Lake tails

Tahoe Tessie

Tahoe Tessie, our beloved glacier-lake’s monstrous inhabitant, has long been an interest for both locals and visitors. Some say she is a cousin of Scotland’s Loch Ness Monster, others say she is the last remaining creature of an otherwise extinct species. The Washoe have their own legends of an ancient creature in the lake that feasts on those who get too close to shore.

Regardless of Tessie’s beginnings, however, one thing remains clear: the mystery surrounding her scaly being is not soon to be forgotten. Tales of lake monsters in Northern Nevada are many and surprisingly similar.
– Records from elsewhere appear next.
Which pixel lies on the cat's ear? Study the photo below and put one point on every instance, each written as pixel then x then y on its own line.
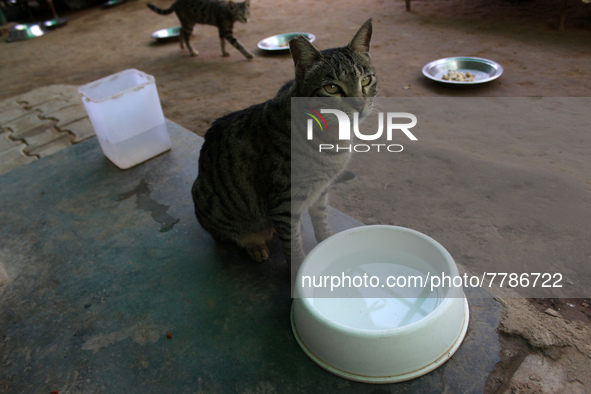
pixel 360 43
pixel 304 54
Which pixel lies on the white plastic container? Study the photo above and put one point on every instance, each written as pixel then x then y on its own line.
pixel 127 117
pixel 387 334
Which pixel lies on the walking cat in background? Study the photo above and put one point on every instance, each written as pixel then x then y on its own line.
pixel 243 192
pixel 218 13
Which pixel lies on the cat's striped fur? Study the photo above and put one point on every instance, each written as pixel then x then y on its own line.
pixel 218 13
pixel 243 192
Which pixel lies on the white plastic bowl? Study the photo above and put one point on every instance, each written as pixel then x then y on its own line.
pixel 378 333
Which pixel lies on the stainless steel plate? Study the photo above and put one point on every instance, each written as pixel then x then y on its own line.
pixel 484 70
pixel 55 23
pixel 170 34
pixel 280 42
pixel 25 31
pixel 113 3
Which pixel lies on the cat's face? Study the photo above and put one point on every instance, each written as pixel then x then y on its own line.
pixel 240 11
pixel 338 72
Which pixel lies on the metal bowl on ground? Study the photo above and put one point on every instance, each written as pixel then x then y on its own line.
pixel 484 70
pixel 280 42
pixel 55 23
pixel 165 35
pixel 371 327
pixel 25 31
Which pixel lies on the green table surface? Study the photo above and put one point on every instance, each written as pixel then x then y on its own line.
pixel 102 264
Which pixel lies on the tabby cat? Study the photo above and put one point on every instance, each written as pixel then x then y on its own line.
pixel 243 192
pixel 218 13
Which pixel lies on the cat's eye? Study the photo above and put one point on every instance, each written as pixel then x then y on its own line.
pixel 332 88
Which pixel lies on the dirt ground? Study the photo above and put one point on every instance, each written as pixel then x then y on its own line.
pixel 411 190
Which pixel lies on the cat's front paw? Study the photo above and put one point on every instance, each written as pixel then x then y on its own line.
pixel 258 252
pixel 323 234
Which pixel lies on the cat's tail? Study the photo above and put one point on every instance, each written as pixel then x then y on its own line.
pixel 160 10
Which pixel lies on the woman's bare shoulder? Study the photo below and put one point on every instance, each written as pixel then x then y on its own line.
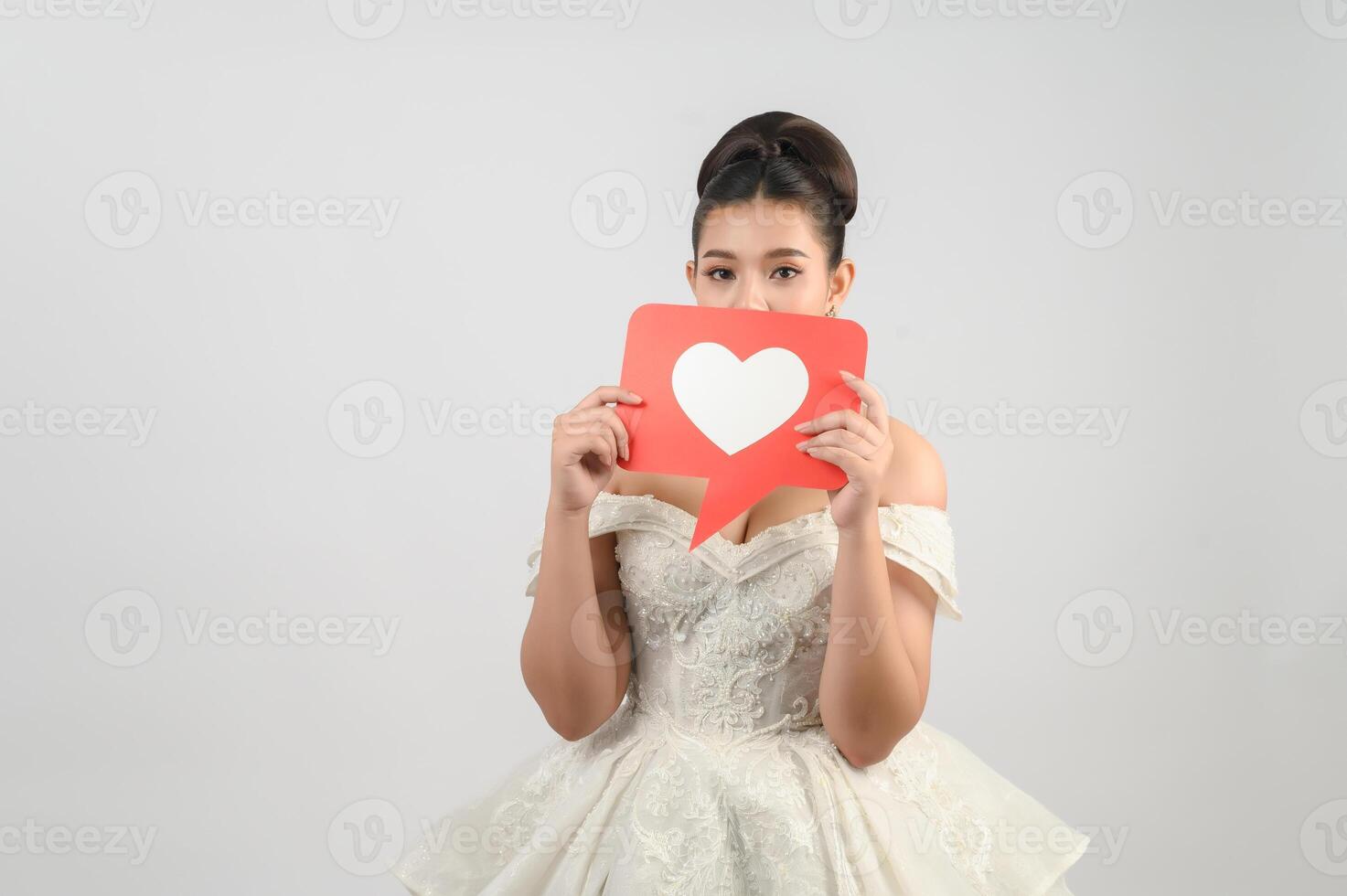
pixel 916 474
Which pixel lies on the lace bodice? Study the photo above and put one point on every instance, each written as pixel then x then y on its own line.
pixel 729 639
pixel 715 776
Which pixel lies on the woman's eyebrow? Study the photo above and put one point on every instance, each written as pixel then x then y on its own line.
pixel 785 252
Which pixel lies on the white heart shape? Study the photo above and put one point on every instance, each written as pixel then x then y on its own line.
pixel 733 401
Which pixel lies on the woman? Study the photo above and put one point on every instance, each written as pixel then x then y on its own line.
pixel 745 717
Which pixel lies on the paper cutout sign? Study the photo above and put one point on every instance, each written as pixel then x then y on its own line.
pixel 722 391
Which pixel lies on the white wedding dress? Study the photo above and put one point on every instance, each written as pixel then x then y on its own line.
pixel 715 775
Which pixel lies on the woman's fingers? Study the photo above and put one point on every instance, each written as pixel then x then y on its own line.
pixel 849 461
pixel 846 421
pixel 840 438
pixel 871 403
pixel 605 394
pixel 583 421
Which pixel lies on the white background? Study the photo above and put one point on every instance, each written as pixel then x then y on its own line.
pixel 982 284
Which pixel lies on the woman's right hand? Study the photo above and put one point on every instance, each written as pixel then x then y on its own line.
pixel 586 443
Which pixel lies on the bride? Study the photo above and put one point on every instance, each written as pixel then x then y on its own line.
pixel 745 719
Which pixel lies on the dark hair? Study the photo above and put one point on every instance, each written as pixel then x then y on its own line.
pixel 777 155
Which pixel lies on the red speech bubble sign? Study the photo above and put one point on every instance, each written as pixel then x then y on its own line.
pixel 722 391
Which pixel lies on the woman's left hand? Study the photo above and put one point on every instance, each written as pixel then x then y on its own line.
pixel 860 445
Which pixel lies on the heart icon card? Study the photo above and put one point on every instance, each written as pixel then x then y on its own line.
pixel 723 389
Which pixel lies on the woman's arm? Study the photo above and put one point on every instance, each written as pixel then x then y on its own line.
pixel 575 654
pixel 877 667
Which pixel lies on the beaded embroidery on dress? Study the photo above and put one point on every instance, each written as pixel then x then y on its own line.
pixel 715 775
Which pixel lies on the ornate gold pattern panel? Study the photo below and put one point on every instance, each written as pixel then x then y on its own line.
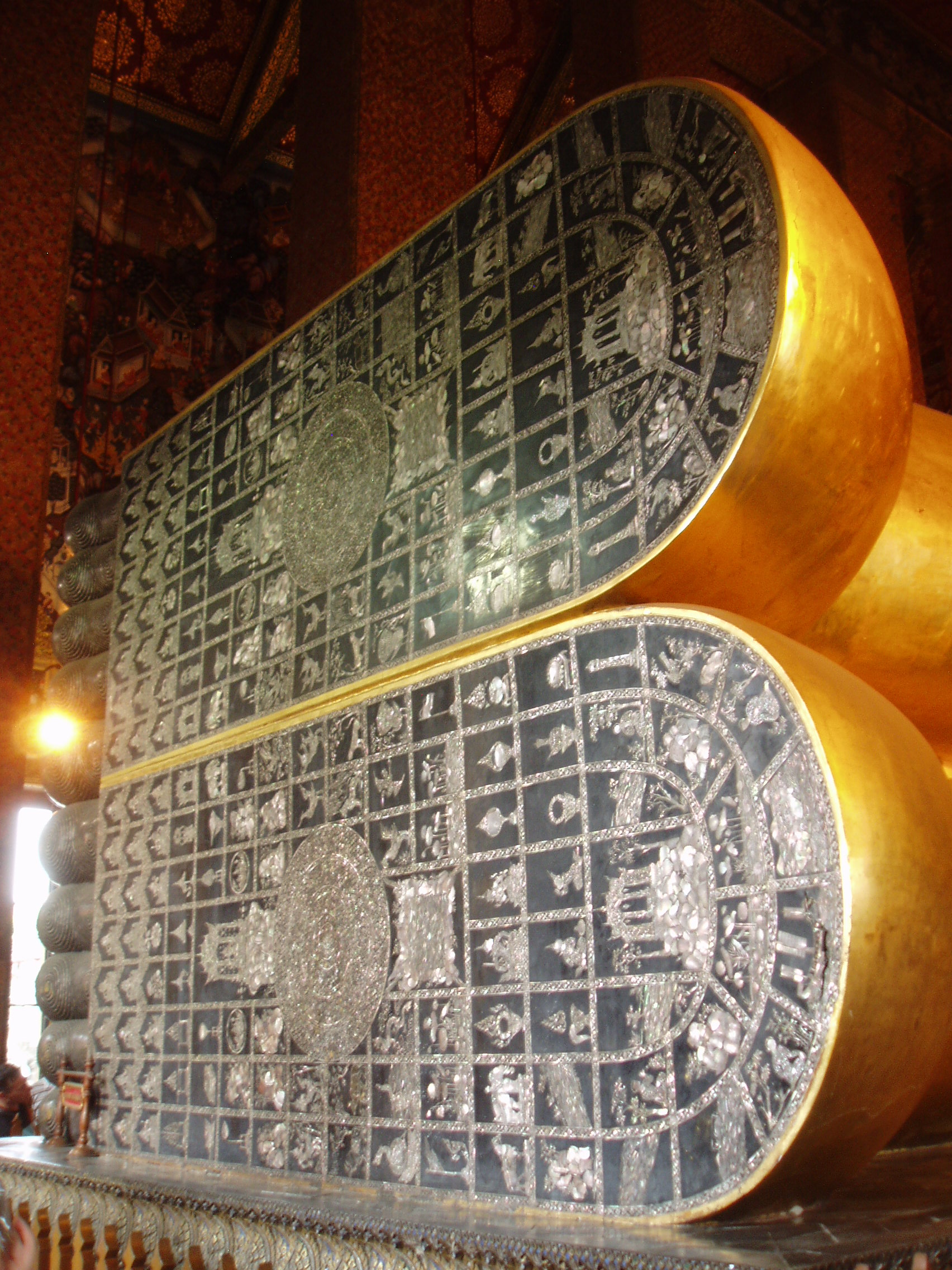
pixel 611 367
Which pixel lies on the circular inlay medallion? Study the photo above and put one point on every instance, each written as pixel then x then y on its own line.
pixel 332 942
pixel 334 496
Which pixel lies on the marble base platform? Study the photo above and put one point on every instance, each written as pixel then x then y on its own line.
pixel 897 1215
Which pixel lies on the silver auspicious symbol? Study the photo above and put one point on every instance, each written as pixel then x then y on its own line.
pixel 597 918
pixel 330 960
pixel 358 496
pixel 333 500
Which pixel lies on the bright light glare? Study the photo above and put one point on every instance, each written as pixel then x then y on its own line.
pixel 56 731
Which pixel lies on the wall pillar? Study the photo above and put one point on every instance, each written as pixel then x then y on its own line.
pixel 46 54
pixel 381 135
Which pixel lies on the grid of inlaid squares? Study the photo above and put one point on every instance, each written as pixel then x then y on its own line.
pixel 561 463
pixel 504 786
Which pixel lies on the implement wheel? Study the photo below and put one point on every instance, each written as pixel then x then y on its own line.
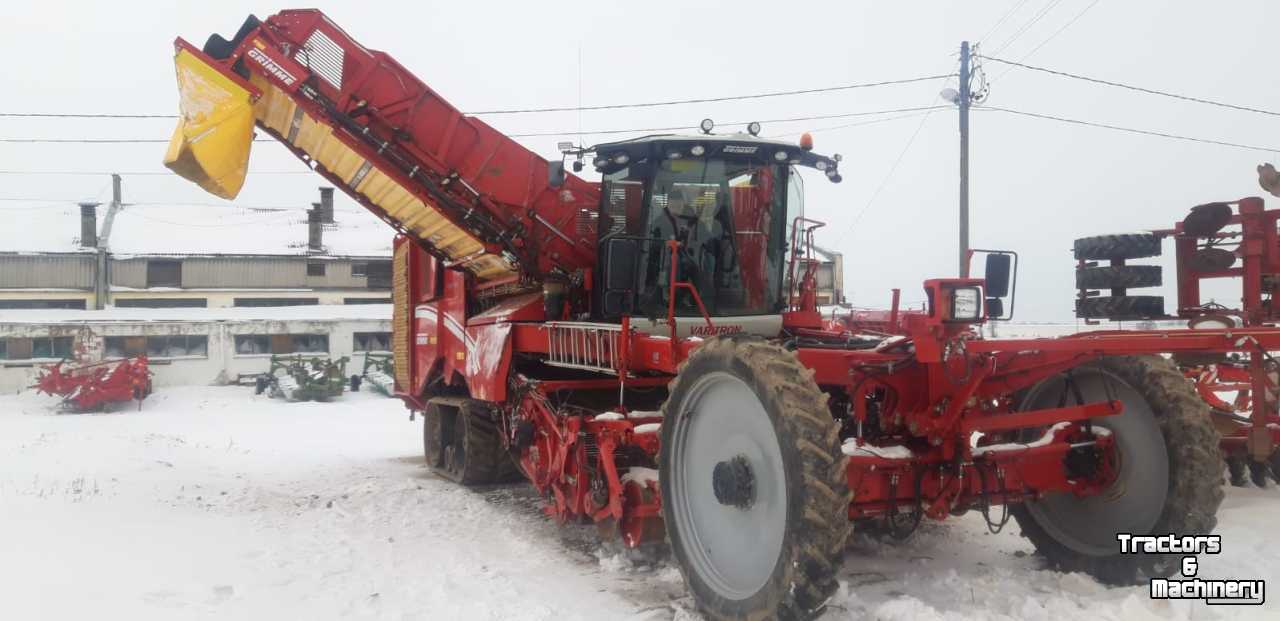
pixel 1116 247
pixel 754 493
pixel 1169 471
Cecil the Serpent is Walker Lake’s resident creature-of-the-deep, and Pyramid Lake has a shape-changing serpent of Paiute legend that is said to prowl the depths—along with mermaids—and kill unsuspecting fisherman every spring.

These stories were first written down in the mid-1800s. Settlers were beginning to move into the unclaimed West. Stories of the massive serpents began to surface in Northern Nevada. Newspapers began printing the tales, leading to an almost (possibly delighted) panic throughout the territories.

In 1868, a man named Reuben Strathers wrote the Esmerelda Union in Aurora claiming he and a friend had killed one of the lake monsters. He told the paper the creature had a head of a crocodile, front feet near the neck, and a “monstrously long” tail. It was covered in scales that glistened in the morning sun.

In 1907, the Washington Herald reported two men, Don Cornelison and John McCorry had been fishing a mile from the shore when they spotted the serpent.

“Cornelison says that at first sight he took the serpent for a man in a skiff, and when it disappeared for a moment he thought the boat had capsized, and rowed toward the spot, when it suddenly reappeared, giving them a good view of its proportions, which they estimated to be about thirty feet in length and six feet across the back,” wrote the Herald.

In 1934, the Mineral County Independent claimed that there were underground springs feeding into the lakes that joined them together in an underground passage, allowing the monsters to travel freely from lake to lake, wreaking havoc.

A bizarre report in the Goldfield Tribune circulated the story that on the shores of Walker Lake, two of the serpents fought in the waters so savagely that spectators gathered on the shores to watch. The serpents then moved onto the shore, and one was killed. The champion then sunned itself on the shore before returning to the water. It was reported that eyewitnesses claimed the serpent’s body was around 70 feet long.

Monster descriptions varied with some specific similarities between them. What is decidedly up for question is the length. Some people who have claimed seeing the monster describe it as being 15-feet-long, others say several hundred feet.

What is similar throughout the majority of supposed-sightings, however, is that the monsters don’t move from side to side, but rather up and down like water mammals, and they have smooth skin despite having reptilian features.

Tessie’s black humps or snout-nosed face have allegedly been seen, and a few extremely blurry, grainy photos have surfaced as “proof.” She is said to reside in an underwater cave beneath Cave Rock and hunts for trout and every once in awhile, an unlucky swimmer or fisherman.

In the ’80s, Tessie was also brought into the spotlight as a happy green dragon-like creature in a series of children’s books, where all mysterious monsters eventually end up.